党県委員会は関係地方議員や地方議員候補者から各地の被害実態をあげてもらった。その主な特徴と、これらに対して当面実施させるべき対策(以下●数次)を現行の法制度とも関連して検討する。
一、降雨量は120年間で最大
今回の豪雨について気象庁が発表した降雨量から次のことがいえる。
◇「観測史上最大」とは
「観測開始」は1890年であり、ここから今回の豪雨は「ここ120年間で最大雨量」といえる。
◇1日雨量・・平年の7月の1ケ月分が1日で降った
福岡市博多区では7月24日に254ミリ、篠栗町では251ミリ、飯塚市では290ミリ、北九州市小倉南区頂吉(かぐめよし)では267ミリの雨が降った。これは、ここ30年間の7月平均雨量(270~300ミリ)にほぼ同じ。
◇3日間雨量(7.24〜26)・・ 年間雨量の3分の1がこの3日間で降った
飯塚市(568ミリ)や大宰府市(618ミリ)、福岡市博多区(517ミリ)は、ここ30年間の年間平均雨量(1800ミリ前後が多い)の約3分の1となる。
1、住宅や宅地・農地に流入した土砂は市町村の責任で撤去させよう
住宅が隣接する土砂面の崩壊により、土砂が住宅内部や宅地、周辺農地等に流入し、撤去のメドがたたないまま、放置されている箇所が多数ある。これらの土砂は大量かつ、巨大な岩石が混ざったものもあり、多くは個人の力では撤去できない(小倉南区東谷川・紫川合流点、同長行、篠栗町城戸、粕屋町、行橋市椿市、等)。この流入土砂を行政の支援で早期に撤去してほしいという要望は当然である。
ところが、驚くことに、現状では、この流入土砂を撤去するための現行法規や制度がまったくない。災害救助法が適用された自治体以外では、被害者は自分の費用で撤去するしかない。
- 当面、党として、国や県に支援を求めるが、まず、市町村の責任で早急に土砂の撤去を行うよう強く要請することが必要である。
- その際、財源対策として、当面の「景気対策」での公共工事用予算や基金を活用するよう要請する。地場の建設業者は仕事がなくて困っている。現在の公共工事予算や基金を活用して、災害復旧工事を実施することは被災者にとっても、仕事がなくて困っている地場業者支援のためにも一石二鳥となる。これを要求する。
- 被災者が自費で撤去工事を行う場合には、領収証や被害状況写真をしっかり確保し、撤去後にも支援や救済を要求していくことが重要である。

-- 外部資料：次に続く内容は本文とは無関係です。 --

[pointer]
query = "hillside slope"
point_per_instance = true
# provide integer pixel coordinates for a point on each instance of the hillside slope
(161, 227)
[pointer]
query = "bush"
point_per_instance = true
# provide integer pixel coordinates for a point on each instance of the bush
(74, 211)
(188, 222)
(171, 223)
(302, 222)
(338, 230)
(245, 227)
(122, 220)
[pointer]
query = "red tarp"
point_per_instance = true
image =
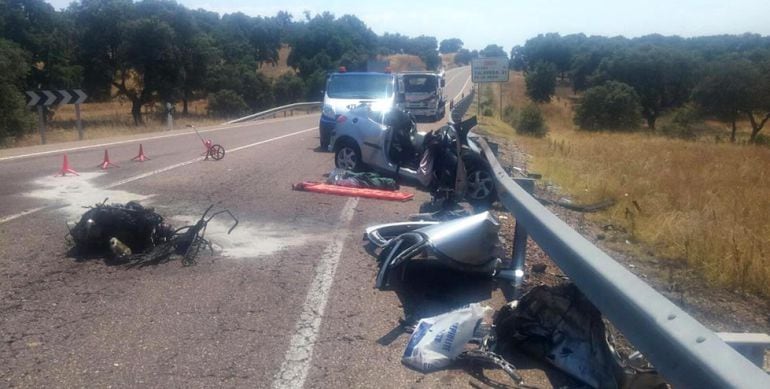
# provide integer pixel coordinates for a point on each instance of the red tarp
(318, 187)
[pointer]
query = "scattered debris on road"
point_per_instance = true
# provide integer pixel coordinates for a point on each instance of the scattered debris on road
(466, 244)
(371, 180)
(138, 235)
(437, 341)
(310, 186)
(559, 325)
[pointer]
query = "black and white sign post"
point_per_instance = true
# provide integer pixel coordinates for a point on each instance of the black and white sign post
(493, 69)
(47, 98)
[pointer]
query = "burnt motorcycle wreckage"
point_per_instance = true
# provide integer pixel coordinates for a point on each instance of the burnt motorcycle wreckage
(136, 235)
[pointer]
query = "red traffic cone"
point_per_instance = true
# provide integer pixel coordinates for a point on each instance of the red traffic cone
(106, 164)
(65, 168)
(141, 157)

2、心配される河川の浸水防止対策は管理者に緊急要請を
今回、福岡市東区や粕屋町等を流れる須恵川・宇美川、博多区を流れる那珂川、中央区を流れる樋井川、北九州市を流れる紫川・東谷川、竹馬川等、飯塚市を流れる建花寺川(けんげじがわ)など、多くの県営河川の各所で溢水や浸水が発生した。
また、国の管理河川である遠賀川やその支川でも発生している。
これらの河川で浸水した箇所では、堤防が低いか、堤防がまったくないところが多い。また、今回の豪雨で、新しく崩壊したり、決壊したりした箇所も多い。これらの箇所では、今からの台風シーズンや今後の降雨により、また再び被害が出るのではないかと強く心配されている。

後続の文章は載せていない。